4 thoughts on “3DDRR update, April 17

  1. There’s a general linearish down trend with a shape remarkably like a sine wave with a period of one week composed together. And that’s just eyeballing it.

  2. Here’s, my likely wrong and “dangerous” theory.

    I’d love someone to tell me where I’m wrong, so I can get these nasty thoughts out of my head and think of something else.

    1. COVID-19 has been in 5-10% of the population since late Jan/early Feb.

    2. It’s spread rate is slightly higher than typical virus, but mainly from indoor, close contact. But, I think it’s rolling through the pop at 5-10% at a time in most places, with some growth in that % in areas like NYC with lots of elevators, mass transit and small abodes.

    3. When we ramped up testing, we mistook the growth in positive cases as an indication of the spread rate, when it was really the growth in testing as the testing discovered (depending on locale) the 5-10% that had it. This one bugs me. I’m sure we didn’t because that seems like such a rookie mistake. But, I have yet to find anything compelling on how we did estimate the spread rate. It seems like this mistake was repeated in almost every country, except ones like S. Korea that had enough tests available to not be so restrictive on testing.
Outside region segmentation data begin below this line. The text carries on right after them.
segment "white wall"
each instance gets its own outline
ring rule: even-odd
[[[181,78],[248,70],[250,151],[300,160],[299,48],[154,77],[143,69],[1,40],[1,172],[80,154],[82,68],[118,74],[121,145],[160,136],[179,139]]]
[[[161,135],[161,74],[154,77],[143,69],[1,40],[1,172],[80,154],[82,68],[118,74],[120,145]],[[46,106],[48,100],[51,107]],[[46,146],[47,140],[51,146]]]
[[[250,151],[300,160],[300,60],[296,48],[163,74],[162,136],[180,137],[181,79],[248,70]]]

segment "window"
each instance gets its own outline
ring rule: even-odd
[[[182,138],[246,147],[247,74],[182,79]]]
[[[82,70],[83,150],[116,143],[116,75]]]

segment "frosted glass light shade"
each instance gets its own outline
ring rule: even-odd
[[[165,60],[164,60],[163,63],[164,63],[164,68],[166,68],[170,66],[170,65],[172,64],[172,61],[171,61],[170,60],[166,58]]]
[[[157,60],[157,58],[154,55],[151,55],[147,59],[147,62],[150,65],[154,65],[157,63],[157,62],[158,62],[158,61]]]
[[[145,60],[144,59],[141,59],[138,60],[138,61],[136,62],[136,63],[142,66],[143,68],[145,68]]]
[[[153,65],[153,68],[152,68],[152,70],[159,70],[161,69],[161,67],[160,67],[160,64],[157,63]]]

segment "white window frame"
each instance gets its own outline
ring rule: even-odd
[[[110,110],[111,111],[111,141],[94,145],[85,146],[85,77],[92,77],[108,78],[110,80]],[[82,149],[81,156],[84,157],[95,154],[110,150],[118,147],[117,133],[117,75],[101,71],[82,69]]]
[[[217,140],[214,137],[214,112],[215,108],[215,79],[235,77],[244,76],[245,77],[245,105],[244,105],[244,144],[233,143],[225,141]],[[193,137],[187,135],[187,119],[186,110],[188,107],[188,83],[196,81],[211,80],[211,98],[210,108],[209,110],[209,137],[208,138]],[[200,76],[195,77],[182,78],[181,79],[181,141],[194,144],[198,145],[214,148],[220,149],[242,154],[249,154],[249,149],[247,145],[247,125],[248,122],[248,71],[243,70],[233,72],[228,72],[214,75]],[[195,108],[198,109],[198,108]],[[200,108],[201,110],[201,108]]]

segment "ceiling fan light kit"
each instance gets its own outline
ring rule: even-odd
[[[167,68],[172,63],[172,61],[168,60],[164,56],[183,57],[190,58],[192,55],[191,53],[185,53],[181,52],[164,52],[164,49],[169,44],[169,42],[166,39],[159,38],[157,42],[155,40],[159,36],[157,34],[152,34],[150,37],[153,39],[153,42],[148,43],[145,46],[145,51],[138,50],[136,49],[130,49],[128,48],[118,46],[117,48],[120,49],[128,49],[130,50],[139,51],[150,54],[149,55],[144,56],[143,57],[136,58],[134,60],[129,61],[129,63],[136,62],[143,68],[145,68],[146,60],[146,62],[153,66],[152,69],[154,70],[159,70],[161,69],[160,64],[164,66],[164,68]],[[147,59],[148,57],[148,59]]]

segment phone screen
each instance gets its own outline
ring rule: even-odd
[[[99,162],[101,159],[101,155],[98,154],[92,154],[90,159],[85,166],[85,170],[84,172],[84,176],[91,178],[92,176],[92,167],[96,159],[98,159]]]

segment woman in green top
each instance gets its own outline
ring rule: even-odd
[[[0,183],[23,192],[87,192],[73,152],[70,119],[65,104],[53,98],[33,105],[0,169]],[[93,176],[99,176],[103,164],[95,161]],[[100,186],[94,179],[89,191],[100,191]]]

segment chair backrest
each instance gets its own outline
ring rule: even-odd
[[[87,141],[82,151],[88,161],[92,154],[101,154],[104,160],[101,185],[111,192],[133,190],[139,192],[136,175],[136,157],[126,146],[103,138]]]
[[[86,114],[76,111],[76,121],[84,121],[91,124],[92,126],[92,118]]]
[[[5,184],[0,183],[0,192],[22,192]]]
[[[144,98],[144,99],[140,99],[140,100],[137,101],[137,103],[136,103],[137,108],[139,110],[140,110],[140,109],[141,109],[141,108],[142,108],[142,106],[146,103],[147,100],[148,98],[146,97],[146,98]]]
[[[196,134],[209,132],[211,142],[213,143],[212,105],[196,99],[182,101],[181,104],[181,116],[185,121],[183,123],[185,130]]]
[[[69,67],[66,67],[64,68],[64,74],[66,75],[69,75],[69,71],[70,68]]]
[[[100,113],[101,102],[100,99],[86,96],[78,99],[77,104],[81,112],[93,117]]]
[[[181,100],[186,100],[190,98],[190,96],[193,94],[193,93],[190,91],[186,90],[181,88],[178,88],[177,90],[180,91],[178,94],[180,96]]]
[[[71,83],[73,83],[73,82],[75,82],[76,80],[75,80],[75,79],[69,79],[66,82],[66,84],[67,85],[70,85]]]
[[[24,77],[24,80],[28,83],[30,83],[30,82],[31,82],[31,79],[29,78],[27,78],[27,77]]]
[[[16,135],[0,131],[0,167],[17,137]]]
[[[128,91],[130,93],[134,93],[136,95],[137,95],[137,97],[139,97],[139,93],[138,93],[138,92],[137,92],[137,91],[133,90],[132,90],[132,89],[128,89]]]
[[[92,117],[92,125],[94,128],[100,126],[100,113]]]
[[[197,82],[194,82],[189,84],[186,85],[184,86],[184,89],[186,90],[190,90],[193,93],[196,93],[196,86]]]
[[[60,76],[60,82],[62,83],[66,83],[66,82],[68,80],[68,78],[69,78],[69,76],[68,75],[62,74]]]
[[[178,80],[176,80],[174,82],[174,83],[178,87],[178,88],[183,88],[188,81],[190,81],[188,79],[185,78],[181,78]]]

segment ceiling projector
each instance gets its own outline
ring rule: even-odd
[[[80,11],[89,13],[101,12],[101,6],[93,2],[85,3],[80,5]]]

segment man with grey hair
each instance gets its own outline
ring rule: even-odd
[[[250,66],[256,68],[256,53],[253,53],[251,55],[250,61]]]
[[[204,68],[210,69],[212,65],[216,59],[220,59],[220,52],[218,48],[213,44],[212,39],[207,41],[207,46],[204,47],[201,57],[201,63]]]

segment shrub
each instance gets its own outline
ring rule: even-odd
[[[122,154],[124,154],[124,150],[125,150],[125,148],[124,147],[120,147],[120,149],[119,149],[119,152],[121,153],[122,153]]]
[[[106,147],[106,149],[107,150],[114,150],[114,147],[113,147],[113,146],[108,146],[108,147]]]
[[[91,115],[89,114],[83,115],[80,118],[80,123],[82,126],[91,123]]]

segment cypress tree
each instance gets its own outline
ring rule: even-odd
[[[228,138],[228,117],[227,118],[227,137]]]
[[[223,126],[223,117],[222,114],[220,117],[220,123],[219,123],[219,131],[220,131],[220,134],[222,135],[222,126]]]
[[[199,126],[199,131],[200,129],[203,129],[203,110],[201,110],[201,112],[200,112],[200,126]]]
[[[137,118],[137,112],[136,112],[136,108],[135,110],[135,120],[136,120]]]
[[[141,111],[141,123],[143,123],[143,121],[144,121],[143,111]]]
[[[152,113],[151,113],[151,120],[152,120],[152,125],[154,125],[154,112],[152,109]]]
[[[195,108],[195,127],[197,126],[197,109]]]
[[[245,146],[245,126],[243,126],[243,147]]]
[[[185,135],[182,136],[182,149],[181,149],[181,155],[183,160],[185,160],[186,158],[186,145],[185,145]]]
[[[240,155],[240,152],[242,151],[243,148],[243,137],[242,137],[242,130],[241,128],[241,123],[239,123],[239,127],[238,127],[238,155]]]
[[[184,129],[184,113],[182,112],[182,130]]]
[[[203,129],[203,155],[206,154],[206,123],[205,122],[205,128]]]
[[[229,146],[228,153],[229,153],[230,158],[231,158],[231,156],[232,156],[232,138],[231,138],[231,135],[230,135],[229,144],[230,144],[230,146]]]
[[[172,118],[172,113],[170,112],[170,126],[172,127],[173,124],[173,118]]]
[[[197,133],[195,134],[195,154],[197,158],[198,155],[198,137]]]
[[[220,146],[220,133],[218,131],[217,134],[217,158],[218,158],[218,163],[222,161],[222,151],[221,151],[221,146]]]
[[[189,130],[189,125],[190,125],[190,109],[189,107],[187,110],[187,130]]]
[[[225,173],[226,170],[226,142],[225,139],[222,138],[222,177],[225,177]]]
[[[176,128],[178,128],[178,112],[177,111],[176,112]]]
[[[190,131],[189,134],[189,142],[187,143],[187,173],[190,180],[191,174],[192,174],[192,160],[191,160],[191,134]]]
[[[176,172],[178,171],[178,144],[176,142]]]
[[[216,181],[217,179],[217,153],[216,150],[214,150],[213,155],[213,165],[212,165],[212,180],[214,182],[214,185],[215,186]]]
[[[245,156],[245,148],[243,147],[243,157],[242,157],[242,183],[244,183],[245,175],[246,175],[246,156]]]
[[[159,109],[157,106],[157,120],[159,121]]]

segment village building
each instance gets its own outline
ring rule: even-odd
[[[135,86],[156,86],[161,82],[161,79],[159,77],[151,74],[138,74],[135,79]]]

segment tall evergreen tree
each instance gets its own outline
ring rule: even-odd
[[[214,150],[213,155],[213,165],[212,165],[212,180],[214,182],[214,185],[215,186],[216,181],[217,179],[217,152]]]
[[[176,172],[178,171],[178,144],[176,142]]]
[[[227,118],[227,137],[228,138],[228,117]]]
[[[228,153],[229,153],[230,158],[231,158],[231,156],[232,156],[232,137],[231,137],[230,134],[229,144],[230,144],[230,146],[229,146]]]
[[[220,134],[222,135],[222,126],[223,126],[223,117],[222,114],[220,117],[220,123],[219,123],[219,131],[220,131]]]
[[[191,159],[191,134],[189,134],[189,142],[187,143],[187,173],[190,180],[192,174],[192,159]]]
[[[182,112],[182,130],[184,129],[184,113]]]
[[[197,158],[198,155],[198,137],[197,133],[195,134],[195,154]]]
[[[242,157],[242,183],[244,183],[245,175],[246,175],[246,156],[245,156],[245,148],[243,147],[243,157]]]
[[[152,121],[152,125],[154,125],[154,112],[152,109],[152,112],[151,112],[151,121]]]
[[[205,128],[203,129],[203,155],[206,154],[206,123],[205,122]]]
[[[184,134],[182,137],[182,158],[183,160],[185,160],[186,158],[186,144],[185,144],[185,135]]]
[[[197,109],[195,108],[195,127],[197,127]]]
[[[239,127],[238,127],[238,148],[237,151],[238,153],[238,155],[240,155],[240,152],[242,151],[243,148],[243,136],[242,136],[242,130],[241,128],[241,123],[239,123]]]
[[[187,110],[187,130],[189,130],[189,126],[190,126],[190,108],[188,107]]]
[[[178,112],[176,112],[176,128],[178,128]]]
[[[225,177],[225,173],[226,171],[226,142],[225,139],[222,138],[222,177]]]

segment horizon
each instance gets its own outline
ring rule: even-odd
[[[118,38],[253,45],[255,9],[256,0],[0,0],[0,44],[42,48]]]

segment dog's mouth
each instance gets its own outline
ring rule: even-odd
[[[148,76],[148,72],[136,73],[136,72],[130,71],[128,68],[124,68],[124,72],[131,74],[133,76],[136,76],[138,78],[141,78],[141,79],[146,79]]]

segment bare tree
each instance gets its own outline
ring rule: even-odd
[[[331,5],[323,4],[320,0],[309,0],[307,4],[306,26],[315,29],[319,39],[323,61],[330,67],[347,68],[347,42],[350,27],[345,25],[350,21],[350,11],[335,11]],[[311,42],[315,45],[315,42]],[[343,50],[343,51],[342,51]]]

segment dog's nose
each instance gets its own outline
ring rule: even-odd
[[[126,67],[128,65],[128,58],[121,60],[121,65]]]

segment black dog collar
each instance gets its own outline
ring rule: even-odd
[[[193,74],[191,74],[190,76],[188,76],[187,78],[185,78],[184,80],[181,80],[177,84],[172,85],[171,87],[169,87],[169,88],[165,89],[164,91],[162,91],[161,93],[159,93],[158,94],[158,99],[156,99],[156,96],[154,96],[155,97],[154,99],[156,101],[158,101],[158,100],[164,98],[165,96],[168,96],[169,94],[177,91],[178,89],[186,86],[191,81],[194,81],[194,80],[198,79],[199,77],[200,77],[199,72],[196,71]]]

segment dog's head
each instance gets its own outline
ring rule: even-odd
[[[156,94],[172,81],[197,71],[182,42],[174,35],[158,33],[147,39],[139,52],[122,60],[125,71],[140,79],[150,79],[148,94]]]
    4. We panicked from #3, and started staying home more (whether ordered or not) and going to hospitals to get tested.

    4a. Staying come condensed about 2-3 weeks worth of inter familial infections into 3-4 days because we increased the chances of an infected person spreading to family members. This one doesn’t increase total infections, just changes the timing.

    4b. Having infected show up in hospitals that were ill-prepared for this virus, caused hospitals to become outbreak. Not sure how much of this is a timing shift vs. incremental.

    4a & 4b helped cause the peaks we saw in early April.

    5. Steady-state after the peak will be where we were before the panic around mid-to-late Feb, but didn’t know it because we didn’t have the testing to see it.

    6. That will have some ups and downs, depending on how well we manage key outbreak scenarios (big family events with lots of touching, nursing homes, hospitals), but will gradually trail off as larger % of the population develop antibodies.

    7. Social distancing may have had impacts, both positive and negative (e.g. 4a), but given that some places without extreme social distancing have fared better than places with it…the jury is still out for me. It seems places that did it, saw similar results, peaks 2-3 weeks after settling back to a steady state (that may have existed before testing was available). Open to counterexamples.

    8. Somewhere between 10 and 40% of population has already had it (depending on geography).

    Here’s a blog post with a couple charts (log chart of number of tests and positive tests by day & % positive tests by day for US) that helped me form this theory: https://ourdinnertable.wordpress.com/2020/04/17/the-big-question-when-we-open-will-cases-grow-exponentially/

    A. The growth in positive cases closely follows the growth in testing. Once # of tests/day levels off so does number of positive cases. We don’t know what the red line really looked like prior to having wider testing available, but to me it looks like could extend back into Feb at late March levels.

    B. The % positive hit steady state around March 10. Could just mean that selection criteria for remained consistent from that point forward, but I would think as they worked through higher risk cases, they would have opened testing up to more folks and I would have expected to see some change. These feeds my delusion that the persistence in the population is relatively steady.

    Unknowns:
    What the growth rate looked like to get to 5-10% of the population.
    Why just 5-10% of the population.
    True impact of extreme social distancing and what happens after.